Nu de tekst op de stenen. In de transcriptie, na de foto, heb ik de ligaturen onderstreept. De letters die op de stenen ontbreken en/of niet (meer) leesbaar zijn, zijn tussen schrijvershaken [] toegevoegd. De interpunctie heb is ook van mijn hand. Tenslotte zijn alle letters ‘u ‘, die als ‘v’ gelezen moeten worden, ook als zodanig getranscribeerd:
Lucia gravinne v.
Limborg ende Bronchors[t],
vrowe tot Stirum,Wis[ch],
Borkelo ende Ghemen,
Erfbannervrow van
Gelderlant, geboorn[e]
Van Aiilva, etc.
Steen 2:
[Fre]deric Wilhelm, grae[f] [tot]
[Lim]borg ende Bronchorst, h[eer]
tot Stirum, Wisch, Borkelo en[de]
[Gh]emen, erfbannerheer van Geld[erland]
[Li]eutenant-admiral van
Frieslant, stad Groningen
ende Ommelanden, etc.
Als u er zin in heeft is het een mooie oefening in oud-schrift, als u dit mooie plekje bezoekt.
Bennie te Vaarwerk
Overige literatuur (niet in de voetnoten genoemd):
- H.W. Heuvel, ‘Borculo in de 1e helft der 19e eeuw’, in: Idem, Nagelaten Werk (Enschede 1973), 135-163, i.h.b. 148-149.

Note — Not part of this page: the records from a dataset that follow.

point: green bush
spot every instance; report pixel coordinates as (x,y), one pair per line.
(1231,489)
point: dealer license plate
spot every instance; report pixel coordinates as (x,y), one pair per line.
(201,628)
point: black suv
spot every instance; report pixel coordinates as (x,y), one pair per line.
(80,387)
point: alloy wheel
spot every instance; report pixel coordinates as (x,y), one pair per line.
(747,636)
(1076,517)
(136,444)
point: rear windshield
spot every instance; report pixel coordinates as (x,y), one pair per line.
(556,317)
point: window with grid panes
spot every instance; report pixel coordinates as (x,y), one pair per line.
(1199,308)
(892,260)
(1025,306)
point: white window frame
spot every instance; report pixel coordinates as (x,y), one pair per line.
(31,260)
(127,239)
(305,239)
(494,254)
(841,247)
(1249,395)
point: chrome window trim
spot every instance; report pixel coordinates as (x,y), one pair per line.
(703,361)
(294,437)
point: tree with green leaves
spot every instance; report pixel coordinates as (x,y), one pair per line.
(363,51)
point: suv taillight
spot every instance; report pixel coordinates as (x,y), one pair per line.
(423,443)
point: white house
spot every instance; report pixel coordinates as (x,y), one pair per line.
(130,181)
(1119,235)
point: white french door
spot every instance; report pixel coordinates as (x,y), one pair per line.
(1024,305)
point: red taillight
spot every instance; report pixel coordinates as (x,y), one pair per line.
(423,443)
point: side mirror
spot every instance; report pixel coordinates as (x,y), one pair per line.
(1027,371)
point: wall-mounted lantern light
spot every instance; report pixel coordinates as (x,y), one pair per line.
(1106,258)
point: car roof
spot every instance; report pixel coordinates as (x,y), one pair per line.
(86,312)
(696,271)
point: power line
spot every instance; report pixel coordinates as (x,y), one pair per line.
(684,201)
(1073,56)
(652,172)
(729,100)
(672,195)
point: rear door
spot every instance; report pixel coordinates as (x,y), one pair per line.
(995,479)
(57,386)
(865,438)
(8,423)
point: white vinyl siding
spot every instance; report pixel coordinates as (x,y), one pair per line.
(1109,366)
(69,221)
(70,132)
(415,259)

- A.J. Derking, ‘De toestand van de Borculose watermolen op 1 mei 1642’, in: Kleine Reeks, Verhalen over de geschiedenis van stad en heerlijkheid Borculo, nr. 10 (2004), blz. 43-44
[1] Over deze molen is het meest volledig geschreven door H. Hagens, Molens, Mulders, Meesters. Negen eeuwen watermolens in de Gelderse Achterhoek, Salland en Twente (Almelo, 1978), blz. 122-128. In onderhavig blok zijn enkele niet onbelangrijke ´nieuwe´ gegevens toegevoegd aan de Borculose molengeschiedenis. Tenzij anders vermeld, zijn de gegevens afkomstig uit diens molengeschiedenis.
[2] Gelders Archief, Hof van Gelderland, Civiele processen, inv.nr. 5052/17
[3] Gelders Archief, Archief Heren van Borculo (0378) inv.nr. 16 (regest 1158), Rentebrief 1552.
[4] Erfgoedcentrum Achterhoek en Liemers (ECAL), Oud-archief (OA) Borculo, inv.nr. 1, Legerboek, fol. 19.
[5] ECAL, OA Borculo, inv.nr. 1, Legerboek, fol. 16v.
[6] Een borstwering is een verhoogd gedeelte van een verdedigingsmuur of wal die meestal tot borsthoogte reikt (W.H. Schukking, Vestingwerken in Nederland (Zutphen 1988))
[7] ECAL, OA Borculo, inv.nr. 1, Legerboek, fol. 45-46.
[8] Landesarchiv Nordrhein-Westfalen, Abteilung Westfalen (LANRW-AW), Fürstentum Münster, Landesarchiv, 504, Nr. 7., fol. 75v. De rekening van de heerlijkheid Borculo over 1580-1581 is uitgegeven door de Stichting Stad en Heerlijkheid Borculo als bronnenpublicatie nr. 6 in 2008.
[9] A.P. van Schilfgaarde, De graven van Limburg Stirum in Gelderland en de geschiedenis hunner bezittingen. Eerste stuk. Geschiedenis. Inventaris. (Assen 1961), blz. 80-84.